Certainly, his bosses at Veng UK were beginning to recognize this and described him as incompetent and disengaged from the actual work task. They were due to have a meeting to discuss his lack of progress in specific projects but Wardell chose that day to be sick. Quite clearly he ducked it and chose instead to spend the rest of the week at home and going to job interviews.

This use of deception had also emerged during discreet interviews with medical staff and others who had seen Mr Wardell after the murder. Paramedics who treated him at the house told detectives that he displayed none of the symptoms of trauma which would normally have been associated with such an ordeal such as increased blood pressure and pulse rate. At the hospital he had a normal appetite and was quiet and unemotional.

Others spoke of him being cold and unresponsive unless discussing his own injuries. At the same time, the physical pain he expressed seemed to be greater than his actual injuries and he continued to need sticks to walk although doctors could find no reason why he should.

When told of Carol’s murder, Wardell had asked whether she’d been badly hurt or interfered with sexually but hadn’t asked any questions since then about the progress of the inquiry.

There were various ways of understanding this behaviour. Under stress some people disassociate and become self-absorbed, but it doesn’t mean they’re killers.

‘What else can you tell me about his demeanour?’ I asked.

‘He’s very careful,’ said Gino. ‘In safe areas of conversation he talks quickly and confidently but when he’s answering other questions he pauses and takes his time. When he was having his injuries photographed, one of the sergeants casually asked him, “Where were her sandals?”

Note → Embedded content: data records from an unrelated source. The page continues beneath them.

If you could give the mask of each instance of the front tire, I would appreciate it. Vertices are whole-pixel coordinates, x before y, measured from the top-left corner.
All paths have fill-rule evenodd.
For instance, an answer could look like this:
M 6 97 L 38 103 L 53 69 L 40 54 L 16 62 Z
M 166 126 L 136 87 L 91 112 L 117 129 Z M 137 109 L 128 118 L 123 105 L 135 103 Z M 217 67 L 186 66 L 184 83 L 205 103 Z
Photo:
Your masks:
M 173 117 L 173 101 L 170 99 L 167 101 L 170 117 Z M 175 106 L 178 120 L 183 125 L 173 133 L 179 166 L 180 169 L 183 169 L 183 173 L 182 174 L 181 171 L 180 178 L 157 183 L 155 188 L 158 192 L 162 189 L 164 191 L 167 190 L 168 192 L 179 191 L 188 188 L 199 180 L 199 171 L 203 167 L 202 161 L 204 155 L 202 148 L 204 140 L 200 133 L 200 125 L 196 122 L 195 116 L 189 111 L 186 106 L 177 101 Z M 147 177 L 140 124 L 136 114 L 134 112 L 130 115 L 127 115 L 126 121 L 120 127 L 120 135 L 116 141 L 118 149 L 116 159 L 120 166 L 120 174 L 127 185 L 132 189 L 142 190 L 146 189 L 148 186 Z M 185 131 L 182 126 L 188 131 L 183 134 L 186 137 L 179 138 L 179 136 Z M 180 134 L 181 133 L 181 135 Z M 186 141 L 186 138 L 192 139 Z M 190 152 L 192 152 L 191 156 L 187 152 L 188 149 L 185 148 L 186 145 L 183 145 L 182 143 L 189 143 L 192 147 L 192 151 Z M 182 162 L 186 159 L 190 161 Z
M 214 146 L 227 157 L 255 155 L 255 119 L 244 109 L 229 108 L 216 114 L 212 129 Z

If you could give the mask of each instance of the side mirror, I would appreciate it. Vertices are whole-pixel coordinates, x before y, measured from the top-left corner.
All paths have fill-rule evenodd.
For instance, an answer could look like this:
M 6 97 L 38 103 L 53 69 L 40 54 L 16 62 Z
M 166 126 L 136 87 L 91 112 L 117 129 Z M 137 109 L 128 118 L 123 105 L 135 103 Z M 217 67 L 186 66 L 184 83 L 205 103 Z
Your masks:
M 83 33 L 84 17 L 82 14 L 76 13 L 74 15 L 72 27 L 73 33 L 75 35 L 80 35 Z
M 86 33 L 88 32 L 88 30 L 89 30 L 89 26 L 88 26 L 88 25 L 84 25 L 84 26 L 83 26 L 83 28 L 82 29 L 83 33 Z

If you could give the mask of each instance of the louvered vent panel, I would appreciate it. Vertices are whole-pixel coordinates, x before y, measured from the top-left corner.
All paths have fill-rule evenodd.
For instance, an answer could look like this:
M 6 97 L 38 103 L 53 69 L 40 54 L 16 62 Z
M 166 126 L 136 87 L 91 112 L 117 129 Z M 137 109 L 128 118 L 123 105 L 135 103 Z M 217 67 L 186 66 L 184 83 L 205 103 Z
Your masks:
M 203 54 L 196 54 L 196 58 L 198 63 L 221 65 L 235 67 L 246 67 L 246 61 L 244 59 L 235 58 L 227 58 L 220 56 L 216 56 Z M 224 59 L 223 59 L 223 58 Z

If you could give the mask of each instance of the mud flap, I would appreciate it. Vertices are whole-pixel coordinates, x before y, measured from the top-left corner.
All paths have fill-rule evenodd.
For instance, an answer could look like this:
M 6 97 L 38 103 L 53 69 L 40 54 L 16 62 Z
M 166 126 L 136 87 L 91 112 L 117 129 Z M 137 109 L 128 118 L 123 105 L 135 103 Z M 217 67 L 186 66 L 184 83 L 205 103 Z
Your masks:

‘Wardell says, “They were in the back bedroom,” then pauses and says quickly, “What sandals do you mean?”’ Gino raised his eyebrows. ‘Makes you wonder, doesn’t it? How could he have known about the sandals - he was unconscious all night.’

‘What does he say about the previous attack?’ I asked.

‘He blames exam stress and a domineering mother,’ said Bayliss, unable to hide his disbelief.’

‘Is he talking to anyone in particular?’

‘His mother and father were at the hospital every day,’ said Gino. ‘She got a bit hostile about him being questioned, said he was too frail. His dad seems more laid-back.’

As they talked, the picture that emerged of Gordon was of an egocentric and narcissistic man who expressed no anger at what had happened to himself or his wife. He gave details of his injuries to anyone around but made no reference to his marriage or to Carol. He wondered if he still had a job and was uncertain of how his colleagues would regard him now that his past had become known.

As if acknowledging that his behaviour might be considered strange, Wardell referred to ‘blocking things out’, using concepts and terms that he would have heard decades earlier when he was treated at Grendon Underwood during his prison sentence.

I told Bayliss that I expected Gordon to have good face-to-face skills and to be able to withstand some interpersonal pressure. He was obviously accustomed to managing his image and would be reluctant to admit any negative personal characteristics. He was proud of his logistical training and also claimed to have communication and audio-visual experience, which indicated practice in visually rehearsing desired scenes and story lines. At the same time, he was confident, intelligent, good at DIY and someone who claimed to channel his stress by training and jogging.

No-one was surprised when I produced another list of questions that needed considering.

Did Mr Wardell have his own blue boiler suit for DIY work?

Were the clothes on the floor of the lounge the ones he actually wore or were these a feint to deflect forensic examination from the actual clothes?

Why are his glasses so comprehensively broken, yet he has no facial bruises or injuries at all?